Conversely, our education system privileges a small minority of children who attend well-resourced urban public and private primary schools. Invariably, a large majority of these children make the grades to attend elite public secondary schools, pedigree that guarantees admission into undergraduate degree programs, which lead inevitably to prestigious professions.

For the massive outlay of public resources, 13.5% of the national budget, our education accomplishes far less for our children and society. Beyond memorization and regurgitation for the high-stakes national examinations, our education asks little of our children and teachers. In a majority of schools teachers are not focusing on teaching and learning, but on raising the mean grade in their respective subjects. As a consequence, our education has largely failed to develop the critical attributes of a competitive knowledge worker in a globalized world.

A recent report by Uwezo, a civil society group that monitors educational achievement, revealed that a majority of students complete primary school without being able to read or write or add. Similarly, there are increasing concerns about the state of undergraduate and graduate education. A majority of graduates our universities cannot write well and have no capacity for critical thinking and complex reasoning.

The national high stakes testing betrays an unnerving incapacity to re-imagine and re-create an education system that serves the urgent needs of a dynamic 21st century society. Given that the etiology of the dysfunction of our education system is founded in our colonial heritage and is deeply rooted in vested interests and political economy of the modern Kenyan state, bringing reforms to Kenya’s education system is akin to moving a cemetery.
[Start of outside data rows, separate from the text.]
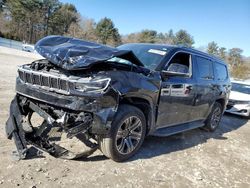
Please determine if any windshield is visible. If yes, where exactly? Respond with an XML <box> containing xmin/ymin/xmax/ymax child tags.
<box><xmin>232</xmin><ymin>83</ymin><xmax>250</xmax><ymax>95</ymax></box>
<box><xmin>118</xmin><ymin>44</ymin><xmax>169</xmax><ymax>70</ymax></box>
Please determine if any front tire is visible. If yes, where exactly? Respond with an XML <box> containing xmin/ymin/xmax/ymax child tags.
<box><xmin>98</xmin><ymin>105</ymin><xmax>146</xmax><ymax>162</ymax></box>
<box><xmin>204</xmin><ymin>102</ymin><xmax>223</xmax><ymax>132</ymax></box>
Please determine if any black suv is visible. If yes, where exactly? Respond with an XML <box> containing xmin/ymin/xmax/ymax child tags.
<box><xmin>6</xmin><ymin>36</ymin><xmax>231</xmax><ymax>161</ymax></box>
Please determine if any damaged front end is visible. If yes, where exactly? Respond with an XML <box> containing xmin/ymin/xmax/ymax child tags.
<box><xmin>6</xmin><ymin>36</ymin><xmax>160</xmax><ymax>159</ymax></box>
<box><xmin>6</xmin><ymin>95</ymin><xmax>97</xmax><ymax>159</ymax></box>
<box><xmin>6</xmin><ymin>63</ymin><xmax>119</xmax><ymax>159</ymax></box>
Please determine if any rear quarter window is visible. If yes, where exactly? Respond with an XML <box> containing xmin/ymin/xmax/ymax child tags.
<box><xmin>196</xmin><ymin>56</ymin><xmax>214</xmax><ymax>80</ymax></box>
<box><xmin>215</xmin><ymin>62</ymin><xmax>228</xmax><ymax>81</ymax></box>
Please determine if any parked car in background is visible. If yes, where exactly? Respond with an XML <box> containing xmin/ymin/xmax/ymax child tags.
<box><xmin>22</xmin><ymin>44</ymin><xmax>35</xmax><ymax>52</ymax></box>
<box><xmin>226</xmin><ymin>80</ymin><xmax>250</xmax><ymax>118</ymax></box>
<box><xmin>6</xmin><ymin>36</ymin><xmax>231</xmax><ymax>161</ymax></box>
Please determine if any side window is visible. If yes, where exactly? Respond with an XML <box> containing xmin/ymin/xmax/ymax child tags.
<box><xmin>215</xmin><ymin>63</ymin><xmax>228</xmax><ymax>80</ymax></box>
<box><xmin>164</xmin><ymin>52</ymin><xmax>192</xmax><ymax>76</ymax></box>
<box><xmin>196</xmin><ymin>57</ymin><xmax>214</xmax><ymax>79</ymax></box>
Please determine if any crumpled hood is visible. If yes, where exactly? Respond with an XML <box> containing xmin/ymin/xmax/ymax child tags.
<box><xmin>35</xmin><ymin>36</ymin><xmax>143</xmax><ymax>70</ymax></box>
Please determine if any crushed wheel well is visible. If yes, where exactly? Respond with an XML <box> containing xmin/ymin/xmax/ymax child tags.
<box><xmin>216</xmin><ymin>99</ymin><xmax>225</xmax><ymax>109</ymax></box>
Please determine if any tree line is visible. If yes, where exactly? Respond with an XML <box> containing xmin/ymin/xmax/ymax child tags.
<box><xmin>0</xmin><ymin>0</ymin><xmax>250</xmax><ymax>78</ymax></box>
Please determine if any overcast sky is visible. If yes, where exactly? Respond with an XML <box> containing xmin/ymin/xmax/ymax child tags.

Despite the drawbacks of our education system educators, from kindergarten to university,  unanimously agree that developing students’ capacities to think critically, intuitively, ensuring that they become adept at analytical and logical reasoning is the ultimate goal of education. More than facts and a high mean grade or grade point average, these capacities are the foundation for effective citizenship, civic leadership and economic productivity.